Define the minimum required data set. A long form puts participants off — every unnecessary field reduces conversion. Only ask for what you genuinely need to run the race.

  • Required: first name, last name, date of birth (for age categories), gender, email
  • For races with medical requirements: insurance number or medical consent
  • Optional: T-shirt size (if a starter pack is included), city, club or team
  • Phone number: useful for quick contact on race day
  • Emergency contact: mandatory for trail and ultra distances

The minimalism rule: if you don't know why you'd need certain information on race day — don't ask for it during registration. Fewer fields = more completed registrations.

Step 5. Promo codes and discounts

Promo codes are a convenient tool for working with partners, volunteers, sponsors, and media. A participant enters the code at checkout and receives a discount or free registration.

  • Percentage discount (e.g. −15%) or fixed amount (−€5)
  • Usage limit: how many times the code can be used
  • Validity period: active from and until a specific date
  • Distance-specific: a code can apply to one distance only
  • Free registration (100% discount): for invited participants or media

Step 6. Add-ons

Add-ons are paid or free extras attached to registration: a finisher medal, photo package, extra starter kit, shuttle to the start, insurance. Participants select them at checkout and pay together with the entry fee.

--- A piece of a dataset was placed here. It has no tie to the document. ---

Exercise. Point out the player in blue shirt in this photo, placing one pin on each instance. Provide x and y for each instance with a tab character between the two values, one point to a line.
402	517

  • Add-on name and short description
  • Price (can be 0 for free options)
  • Stock limit: how many units are available
  • Variants: e.g. T-shirt size S/M/L/XL

Step 7. Documents and regulations

Attach the race regulations, competition rules, or participant guide as a PDF to the event. Participants can download documents from the event page rather than messaging you asking 'where are the rules?'

  • Race regulations: distances, route, rules, awards
  • Participant guide: where to collect the starter pack, race day schedule
  • Medical form or participant agreement (if required)

Step 8. Publishing and promotion

Before publishing, check: does the event appear correctly on the map, are prices calculated correctly, does the test registration flow work? After publishing, the event appears in the Startlek catalogue and becomes searchable.

  • Share the direct registration link on social media and in your mailing list
  • Add the link to your event website or Facebook event page
  • Embed button: embed the Startlek registration form on your own website
  • QR code: print and place on posters and flyers

Managing participants after opening registration

Once registration is open, the organiser dashboard shows: a full participant list with filters, payment statuses, the ability to add or cancel registrations manually, bulk email to participants, and export to Excel for timing company use.

  • Filters: by distance, payment status, registration date, gender
  • Manual add: for participants who registered offline or through partners
  • Bulk email: reminders, schedule changes, important updates
  • Data export: CSV or Excel for the timing company
  • Statistics: registrations by distance, sales dynamics, revenue

Common organiser mistakes

  • Opening registration without testing — find bugs before participants do
  • A form that is too long — every extra field reduces conversion by 5–10%
  • Not setting a participant cap — you could sell more spots than physically exist
  • Forgetting mobile users — always test your form on a smartphone
  • Publishing registration without regulations — the first participant questions will be about the rules

Startlek automates most of the routine: pricing windows switch on their own, payments arrive immediately, and the participant list updates in real time. Your job is to configure everything correctly once.